RingCentral has made clear progress improving the quality of its earnings. Operating discipline has strengthened, and margin recovery shows the business can maintain solid profitability even in a slower growth environment. These improvements give investors confidence that RingCentral is becoming a more stable operator.
The balance sheet has also improved, reducing financial risk and giving the company more flexibility. Continued enhancements to the platform and the introduction of AI based features help deepen customer stickiness and keep RingCentral competitive.
For investors, these improvements suggest that RingCentral has the foundation to deliver consistent performance, even if revenue growth remains modest.
Bear Case: Slow Growth and Intense Competition
RingCentral still faces slow revenue expansion and operates in a highly competitive landscape. Larger players continue to push aggressively across unified communications, making it difficult for RingCentral to expand share or accelerate demand.
There is also the risk that margin gains plateau over time. If competitive pressures require increased spending or customer churn rises, the valuation could remain constrained.
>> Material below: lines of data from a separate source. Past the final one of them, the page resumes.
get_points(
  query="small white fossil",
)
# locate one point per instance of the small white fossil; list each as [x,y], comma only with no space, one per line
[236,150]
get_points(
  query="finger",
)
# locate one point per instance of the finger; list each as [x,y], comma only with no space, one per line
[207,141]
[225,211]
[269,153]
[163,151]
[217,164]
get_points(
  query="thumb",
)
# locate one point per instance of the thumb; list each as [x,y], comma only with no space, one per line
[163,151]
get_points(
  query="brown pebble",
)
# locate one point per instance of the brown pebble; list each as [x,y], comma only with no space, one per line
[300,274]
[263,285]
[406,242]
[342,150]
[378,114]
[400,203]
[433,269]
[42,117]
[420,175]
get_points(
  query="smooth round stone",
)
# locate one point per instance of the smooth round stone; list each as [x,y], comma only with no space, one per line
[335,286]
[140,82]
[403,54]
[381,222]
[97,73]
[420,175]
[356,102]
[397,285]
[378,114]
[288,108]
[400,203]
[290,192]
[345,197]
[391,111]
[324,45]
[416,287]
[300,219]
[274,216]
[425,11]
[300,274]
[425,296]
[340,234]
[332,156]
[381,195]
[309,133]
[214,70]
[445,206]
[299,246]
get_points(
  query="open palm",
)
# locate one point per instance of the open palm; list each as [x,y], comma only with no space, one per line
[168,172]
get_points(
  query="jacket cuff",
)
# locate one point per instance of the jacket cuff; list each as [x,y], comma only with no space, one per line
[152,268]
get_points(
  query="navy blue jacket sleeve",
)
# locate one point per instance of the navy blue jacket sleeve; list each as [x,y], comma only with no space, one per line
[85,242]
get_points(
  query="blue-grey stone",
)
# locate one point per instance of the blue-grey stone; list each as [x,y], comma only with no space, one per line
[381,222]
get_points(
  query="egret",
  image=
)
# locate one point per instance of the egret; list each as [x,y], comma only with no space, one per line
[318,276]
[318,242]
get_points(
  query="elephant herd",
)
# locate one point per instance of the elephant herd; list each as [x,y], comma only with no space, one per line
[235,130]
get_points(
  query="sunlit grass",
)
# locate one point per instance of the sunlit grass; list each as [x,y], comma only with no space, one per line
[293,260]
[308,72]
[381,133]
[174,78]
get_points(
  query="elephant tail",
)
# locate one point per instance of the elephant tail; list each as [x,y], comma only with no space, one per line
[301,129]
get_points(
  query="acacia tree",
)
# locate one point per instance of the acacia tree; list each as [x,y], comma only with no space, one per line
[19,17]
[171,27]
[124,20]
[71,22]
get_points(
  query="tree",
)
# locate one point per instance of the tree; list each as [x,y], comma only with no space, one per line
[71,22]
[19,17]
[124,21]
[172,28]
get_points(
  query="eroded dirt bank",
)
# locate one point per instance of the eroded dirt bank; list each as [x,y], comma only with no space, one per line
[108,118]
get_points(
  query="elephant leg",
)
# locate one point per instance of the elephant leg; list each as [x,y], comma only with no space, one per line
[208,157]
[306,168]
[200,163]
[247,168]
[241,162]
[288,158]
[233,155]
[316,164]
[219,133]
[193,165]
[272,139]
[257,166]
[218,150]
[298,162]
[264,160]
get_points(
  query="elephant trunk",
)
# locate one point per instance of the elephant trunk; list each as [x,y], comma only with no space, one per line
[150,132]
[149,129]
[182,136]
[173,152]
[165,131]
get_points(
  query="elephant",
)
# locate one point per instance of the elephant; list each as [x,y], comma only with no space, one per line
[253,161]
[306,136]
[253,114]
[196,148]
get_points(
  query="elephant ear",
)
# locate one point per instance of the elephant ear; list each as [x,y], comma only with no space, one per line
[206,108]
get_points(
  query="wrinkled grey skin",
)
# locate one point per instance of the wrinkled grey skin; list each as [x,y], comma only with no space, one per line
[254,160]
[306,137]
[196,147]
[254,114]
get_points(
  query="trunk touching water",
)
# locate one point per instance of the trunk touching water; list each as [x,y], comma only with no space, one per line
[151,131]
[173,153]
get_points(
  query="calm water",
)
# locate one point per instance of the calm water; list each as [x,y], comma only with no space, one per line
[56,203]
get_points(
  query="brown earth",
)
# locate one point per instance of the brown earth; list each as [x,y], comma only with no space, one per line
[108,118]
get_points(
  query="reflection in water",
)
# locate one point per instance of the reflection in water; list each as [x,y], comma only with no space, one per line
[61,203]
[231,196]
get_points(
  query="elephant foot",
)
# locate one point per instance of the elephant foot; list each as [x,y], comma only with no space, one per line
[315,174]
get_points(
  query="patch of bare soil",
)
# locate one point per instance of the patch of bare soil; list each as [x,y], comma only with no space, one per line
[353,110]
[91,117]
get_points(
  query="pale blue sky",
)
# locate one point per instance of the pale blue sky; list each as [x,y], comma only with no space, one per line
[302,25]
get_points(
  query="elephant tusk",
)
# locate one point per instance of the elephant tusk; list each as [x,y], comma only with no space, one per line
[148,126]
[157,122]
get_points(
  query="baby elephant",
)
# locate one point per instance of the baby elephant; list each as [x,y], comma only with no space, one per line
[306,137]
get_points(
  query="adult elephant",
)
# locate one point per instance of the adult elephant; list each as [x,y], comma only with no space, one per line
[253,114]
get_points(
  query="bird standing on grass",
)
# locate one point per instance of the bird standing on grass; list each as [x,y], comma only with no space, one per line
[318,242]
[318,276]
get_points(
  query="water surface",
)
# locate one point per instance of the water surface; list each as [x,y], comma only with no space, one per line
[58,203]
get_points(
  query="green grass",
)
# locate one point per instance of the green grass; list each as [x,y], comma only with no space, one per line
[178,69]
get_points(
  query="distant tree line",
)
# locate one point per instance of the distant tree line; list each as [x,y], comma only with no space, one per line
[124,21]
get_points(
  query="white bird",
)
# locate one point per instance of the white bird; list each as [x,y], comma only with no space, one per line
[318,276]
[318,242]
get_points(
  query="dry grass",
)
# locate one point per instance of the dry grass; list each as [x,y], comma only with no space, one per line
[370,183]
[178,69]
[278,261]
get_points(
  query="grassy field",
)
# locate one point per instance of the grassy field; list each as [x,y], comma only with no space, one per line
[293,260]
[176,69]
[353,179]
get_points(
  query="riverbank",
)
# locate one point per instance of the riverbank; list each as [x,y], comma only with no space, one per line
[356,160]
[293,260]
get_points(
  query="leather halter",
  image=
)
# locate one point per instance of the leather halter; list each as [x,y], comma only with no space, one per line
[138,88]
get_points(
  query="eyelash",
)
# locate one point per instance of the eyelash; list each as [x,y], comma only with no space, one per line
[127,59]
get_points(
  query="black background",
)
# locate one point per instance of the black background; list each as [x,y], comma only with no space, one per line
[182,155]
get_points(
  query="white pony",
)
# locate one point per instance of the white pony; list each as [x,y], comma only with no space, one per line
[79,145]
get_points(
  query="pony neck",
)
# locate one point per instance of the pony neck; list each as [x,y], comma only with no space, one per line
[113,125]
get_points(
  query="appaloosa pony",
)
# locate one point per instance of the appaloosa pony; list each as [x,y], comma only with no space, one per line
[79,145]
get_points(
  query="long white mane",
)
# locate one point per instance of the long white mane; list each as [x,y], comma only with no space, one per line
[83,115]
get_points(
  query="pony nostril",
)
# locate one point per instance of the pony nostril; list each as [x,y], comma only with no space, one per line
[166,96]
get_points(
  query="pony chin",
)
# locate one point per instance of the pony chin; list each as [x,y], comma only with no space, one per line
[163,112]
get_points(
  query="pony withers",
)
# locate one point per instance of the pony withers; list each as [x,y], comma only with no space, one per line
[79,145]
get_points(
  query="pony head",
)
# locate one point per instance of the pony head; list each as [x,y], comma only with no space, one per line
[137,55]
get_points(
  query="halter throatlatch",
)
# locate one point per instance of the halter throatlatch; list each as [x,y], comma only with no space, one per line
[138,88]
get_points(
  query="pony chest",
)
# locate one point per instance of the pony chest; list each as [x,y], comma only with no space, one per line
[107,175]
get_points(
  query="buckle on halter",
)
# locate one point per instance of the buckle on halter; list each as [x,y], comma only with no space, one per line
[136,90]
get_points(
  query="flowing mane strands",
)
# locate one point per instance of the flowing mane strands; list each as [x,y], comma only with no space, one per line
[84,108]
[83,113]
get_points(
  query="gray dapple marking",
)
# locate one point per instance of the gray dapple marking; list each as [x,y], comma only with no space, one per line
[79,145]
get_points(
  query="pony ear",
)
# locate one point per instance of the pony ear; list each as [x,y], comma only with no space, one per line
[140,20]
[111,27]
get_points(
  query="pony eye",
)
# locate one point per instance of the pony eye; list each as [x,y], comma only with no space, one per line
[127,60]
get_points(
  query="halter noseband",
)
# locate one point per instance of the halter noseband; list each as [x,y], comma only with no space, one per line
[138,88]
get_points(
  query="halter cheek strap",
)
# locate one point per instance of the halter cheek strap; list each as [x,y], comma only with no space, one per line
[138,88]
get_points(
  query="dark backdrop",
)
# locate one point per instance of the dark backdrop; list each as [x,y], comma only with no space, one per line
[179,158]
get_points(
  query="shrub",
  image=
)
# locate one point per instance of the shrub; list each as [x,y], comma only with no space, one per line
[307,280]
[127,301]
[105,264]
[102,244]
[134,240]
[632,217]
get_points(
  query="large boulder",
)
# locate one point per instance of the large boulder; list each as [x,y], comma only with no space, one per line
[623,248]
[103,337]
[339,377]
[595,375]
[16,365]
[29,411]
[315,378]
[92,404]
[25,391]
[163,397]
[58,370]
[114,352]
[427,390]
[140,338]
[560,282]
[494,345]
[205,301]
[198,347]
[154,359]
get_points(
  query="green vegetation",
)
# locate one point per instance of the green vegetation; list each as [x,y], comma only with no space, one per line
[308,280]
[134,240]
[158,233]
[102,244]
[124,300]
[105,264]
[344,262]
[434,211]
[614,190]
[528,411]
For investors, the main concern is that slow top line growth could limit long term upside and keep valuation multiples compressed.
Outlook for 2027: What Could RingCentral Be Worth?
Based on analysts’ average estimates, TIKR’s Guided Valuation Model suggests RingCentral could trade near $32/share by 2027. That would represent about 18% total upside, or roughly 8% annualized returns.
This outcome assumes RingCentral maintains current margins, holds revenue growth in the mid single digit range, and continues improving its financial position. It is a reasonable scenario, but it is not a high growth forecast.
To unlock stronger upside, the company would need faster revenue acceleration or more substantial improvements in free cash flow generation. Without that, returns are likely to remain steady but limited.
For investors, RingCentral offers a realistic path to modest gains, with the potential for better performance if management can convert operational improvements into stronger and more sustainable growth.